Song by Mind Garage

from the album Early Years
- Released: 2006
- Recorded: 1968
- Studio: Glenn Cambell Studio
- Genre: Rock
- Length: 2:45
- Label: Morning Glori Music
- Songwriter(s): Larry McClurg
- Producer(s): Mind Garage

= Circus Farm =

"Circus Farm" is a rock song that starts out as a soft shuffle, then goes into 2/4 time signature. It was written by Larry McClurg and the Mind Garage while staying at Valley View Farm along the South Branch Potomac River in Romney, West Virginia.

==Different versions==

Originally the song was recorded in 1968 as a demo in Glenn Cambell Studio in Pittsburgh, Pennsylvania. John Vaughan played lead guitar on a Gibson Firebird electric guitar. Norris Lytton played a 4 string Hagstrom bass. After nearly 40 years, in 2006, that version of Circus Farm was released on a CD titled "Mind Garage Early Years" ( alternately titled "A Total Electric Happening" Morning Glori Music )

A second version was recorded in 1969 for "Mind Garage Again/The Electric Liturgy", RCA Victor LSP-4319 in Nashville at RCA's "Nashville Sound" Studio A, on Music Row. But this time without Vaughan's Firebird electric guitar. Instead Jack Bond, used Chet Atkins' custom Martin acoustic guitar and a Leslie tone cabinet and Lytton used an 8 string Hagstrom bass guitar which produced a dramatic change in the sound. Ted Smith played a Slingerland drum set on the 1968 version and a Premier custom-made chrome drum set with double bass drums on the 1969 versions.

==Composition background==

The upper porch of the house at Valley View Farm overlooks a part of the valley with a wide view of the sky, which inspired the lyrics "Sky of blue May come my way". A circus can be a wild array of noisy disorder. Such is the history of the farm in Romney, West Virginia, and why the song is named "Circus Farm".

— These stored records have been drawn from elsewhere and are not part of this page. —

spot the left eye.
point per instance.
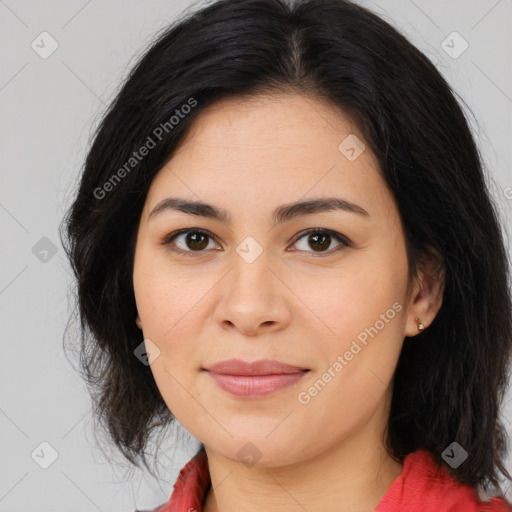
(321, 239)
(197, 240)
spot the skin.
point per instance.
(300, 302)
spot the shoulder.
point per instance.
(425, 485)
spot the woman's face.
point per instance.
(253, 286)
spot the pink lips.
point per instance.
(256, 379)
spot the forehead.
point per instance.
(278, 148)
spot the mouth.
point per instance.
(256, 379)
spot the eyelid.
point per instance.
(343, 240)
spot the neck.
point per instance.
(351, 476)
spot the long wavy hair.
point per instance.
(450, 381)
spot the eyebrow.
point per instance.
(281, 214)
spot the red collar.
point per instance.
(422, 485)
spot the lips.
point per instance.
(256, 379)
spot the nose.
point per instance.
(253, 298)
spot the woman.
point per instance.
(283, 239)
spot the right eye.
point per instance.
(196, 240)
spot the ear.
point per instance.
(426, 297)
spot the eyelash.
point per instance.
(168, 240)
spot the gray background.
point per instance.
(50, 107)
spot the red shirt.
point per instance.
(422, 486)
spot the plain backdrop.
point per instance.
(50, 106)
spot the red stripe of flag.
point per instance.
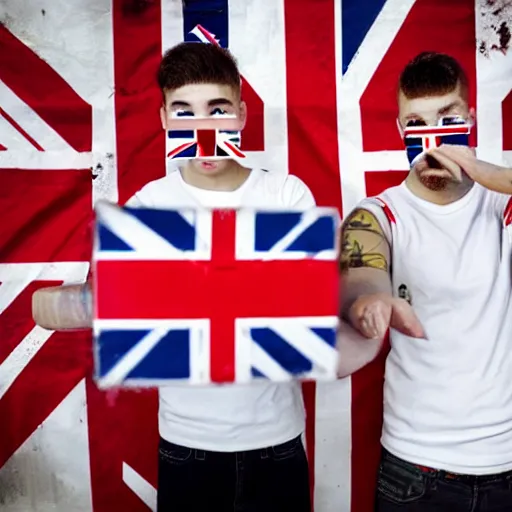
(123, 425)
(19, 129)
(137, 54)
(45, 92)
(508, 213)
(312, 127)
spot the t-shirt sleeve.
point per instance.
(296, 194)
(503, 206)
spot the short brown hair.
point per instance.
(431, 74)
(197, 63)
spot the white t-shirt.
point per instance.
(448, 399)
(228, 417)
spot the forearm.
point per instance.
(362, 281)
(354, 350)
(63, 307)
(498, 179)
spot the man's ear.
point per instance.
(400, 129)
(163, 117)
(472, 116)
(243, 114)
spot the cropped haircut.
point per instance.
(432, 74)
(197, 63)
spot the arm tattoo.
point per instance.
(362, 238)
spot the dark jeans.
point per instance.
(273, 479)
(406, 487)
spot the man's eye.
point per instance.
(416, 122)
(218, 112)
(451, 120)
(182, 113)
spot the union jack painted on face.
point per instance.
(420, 139)
(204, 143)
(214, 296)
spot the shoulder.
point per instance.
(287, 190)
(157, 193)
(500, 204)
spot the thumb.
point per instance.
(404, 320)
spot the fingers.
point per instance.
(354, 350)
(463, 156)
(61, 308)
(371, 319)
(452, 167)
(404, 320)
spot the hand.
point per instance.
(354, 350)
(493, 177)
(372, 315)
(448, 163)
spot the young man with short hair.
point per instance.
(433, 263)
(224, 447)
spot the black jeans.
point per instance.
(273, 479)
(405, 487)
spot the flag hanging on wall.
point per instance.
(79, 123)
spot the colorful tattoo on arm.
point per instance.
(363, 242)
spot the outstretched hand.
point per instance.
(372, 315)
(493, 177)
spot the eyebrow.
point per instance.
(449, 107)
(442, 110)
(211, 103)
(219, 101)
(180, 104)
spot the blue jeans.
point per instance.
(273, 479)
(406, 487)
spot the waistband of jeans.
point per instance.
(441, 473)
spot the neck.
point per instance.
(229, 179)
(453, 192)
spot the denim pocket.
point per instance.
(286, 450)
(174, 453)
(400, 482)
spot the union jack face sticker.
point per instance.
(211, 144)
(419, 139)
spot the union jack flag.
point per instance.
(419, 139)
(207, 143)
(275, 318)
(343, 143)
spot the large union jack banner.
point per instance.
(277, 319)
(79, 123)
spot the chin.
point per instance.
(210, 167)
(435, 179)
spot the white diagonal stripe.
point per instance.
(38, 129)
(12, 139)
(350, 88)
(134, 233)
(375, 45)
(305, 341)
(308, 218)
(45, 160)
(132, 358)
(268, 366)
(140, 486)
(15, 277)
(22, 354)
(70, 272)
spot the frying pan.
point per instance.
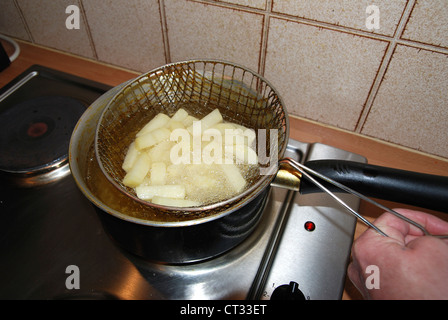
(244, 97)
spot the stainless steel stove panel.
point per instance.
(49, 228)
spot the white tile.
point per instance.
(321, 74)
(46, 20)
(410, 108)
(11, 23)
(127, 33)
(258, 4)
(428, 23)
(199, 31)
(348, 13)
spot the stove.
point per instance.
(53, 245)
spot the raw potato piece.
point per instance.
(174, 191)
(138, 172)
(157, 122)
(152, 138)
(208, 121)
(180, 115)
(130, 157)
(242, 153)
(158, 174)
(181, 203)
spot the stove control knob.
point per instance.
(289, 291)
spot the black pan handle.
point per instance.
(407, 187)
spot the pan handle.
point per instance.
(407, 187)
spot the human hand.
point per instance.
(410, 265)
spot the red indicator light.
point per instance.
(310, 226)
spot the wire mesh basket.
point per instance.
(198, 86)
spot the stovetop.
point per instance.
(53, 246)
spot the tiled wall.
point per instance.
(390, 83)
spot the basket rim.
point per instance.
(239, 199)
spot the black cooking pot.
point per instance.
(174, 235)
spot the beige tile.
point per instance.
(258, 4)
(196, 30)
(410, 108)
(348, 13)
(11, 23)
(127, 33)
(429, 23)
(321, 74)
(46, 21)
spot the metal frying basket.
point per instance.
(198, 86)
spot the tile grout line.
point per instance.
(264, 38)
(89, 32)
(22, 17)
(384, 66)
(164, 29)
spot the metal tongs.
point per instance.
(309, 173)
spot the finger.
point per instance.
(402, 229)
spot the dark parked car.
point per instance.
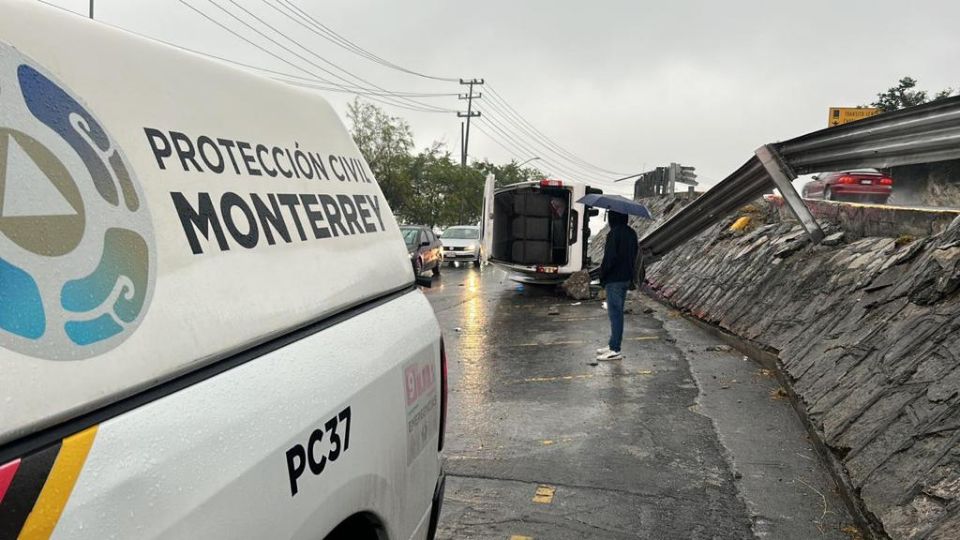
(863, 185)
(424, 248)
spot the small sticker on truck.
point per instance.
(420, 388)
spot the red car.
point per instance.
(863, 185)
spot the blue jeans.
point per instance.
(616, 296)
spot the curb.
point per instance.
(769, 358)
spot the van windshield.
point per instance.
(461, 233)
(411, 236)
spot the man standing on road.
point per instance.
(616, 274)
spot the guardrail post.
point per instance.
(783, 177)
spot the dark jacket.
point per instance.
(620, 251)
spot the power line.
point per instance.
(496, 95)
(416, 106)
(329, 34)
(523, 133)
(562, 169)
(311, 52)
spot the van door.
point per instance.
(486, 217)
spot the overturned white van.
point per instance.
(536, 230)
(181, 353)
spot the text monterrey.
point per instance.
(250, 219)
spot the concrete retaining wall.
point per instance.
(868, 336)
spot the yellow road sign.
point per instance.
(844, 115)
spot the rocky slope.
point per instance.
(867, 336)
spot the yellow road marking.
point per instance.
(53, 497)
(584, 376)
(549, 344)
(544, 494)
(558, 378)
(550, 442)
(577, 342)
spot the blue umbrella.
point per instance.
(617, 204)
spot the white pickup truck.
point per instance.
(182, 354)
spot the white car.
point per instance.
(461, 244)
(182, 355)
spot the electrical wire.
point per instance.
(351, 84)
(559, 168)
(311, 23)
(570, 155)
(352, 88)
(541, 148)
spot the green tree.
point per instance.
(385, 142)
(905, 95)
(445, 193)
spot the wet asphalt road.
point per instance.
(674, 441)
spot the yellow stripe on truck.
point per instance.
(53, 498)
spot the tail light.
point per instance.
(443, 394)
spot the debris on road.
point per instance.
(832, 240)
(577, 286)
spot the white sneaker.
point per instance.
(610, 355)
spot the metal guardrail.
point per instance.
(922, 134)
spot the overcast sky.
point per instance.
(625, 85)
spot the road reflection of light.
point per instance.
(473, 351)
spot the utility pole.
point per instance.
(469, 96)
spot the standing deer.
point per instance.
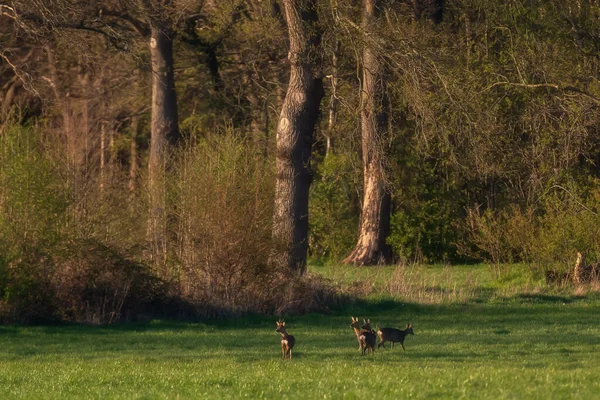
(394, 335)
(287, 340)
(365, 336)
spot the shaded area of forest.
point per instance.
(141, 147)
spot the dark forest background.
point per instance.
(140, 142)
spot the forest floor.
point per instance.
(491, 339)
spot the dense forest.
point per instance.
(189, 156)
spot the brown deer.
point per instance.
(365, 336)
(394, 335)
(287, 340)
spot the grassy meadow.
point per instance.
(474, 338)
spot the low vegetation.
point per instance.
(495, 345)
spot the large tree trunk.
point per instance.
(295, 132)
(164, 134)
(371, 248)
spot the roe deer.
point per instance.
(287, 340)
(394, 335)
(366, 338)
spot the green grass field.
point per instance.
(528, 345)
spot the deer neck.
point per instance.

Romney was settled in 1725 by British colonial hunters and traders, but by the 1750s the residents were engaged in French and Indian War. In the 1780s, during the American Revolution, former Hessian prisoners built homes there. Valley View Farm itself was built in 1855. In the 1860s during the American Civil War the town changed hands between Confederate and Union armies an amazing 56 times. The lyrics "Living Kingdoms shot the gun, Killing sparrows..." refer to the violent history of the area.

==Personnel==
- Larry McClurg - lead vocal, backing vocal, lyrics
- John Vaughan - lead guitar
- Jack Bond - keyboard, backing vocal
- Ted Smith - percussion
- Norris Lytton - bass guitar, backing vocal
- Glenn Cambell sound engineer
- Tom Cossie assistant producer

== Goodstock 2007 Music Festival ==
On July 21, 2007 the Mind Garage performed "Circus Farm" at the Goodstock Music Festival promoted by McClurg and Artie Kornfeld ( The Father of Woodstock ).
 At the festival John Vaughan played lead guitar on the Gibson Firebird for Circus Farm. Kornfeld states he is more excited about Goodstock than Woodstock. Woodstock was a venture, Goodstock is an adventure." Eathmother's Goodstock Story recounts the Spirit of Woodstock at Goodstock 2007.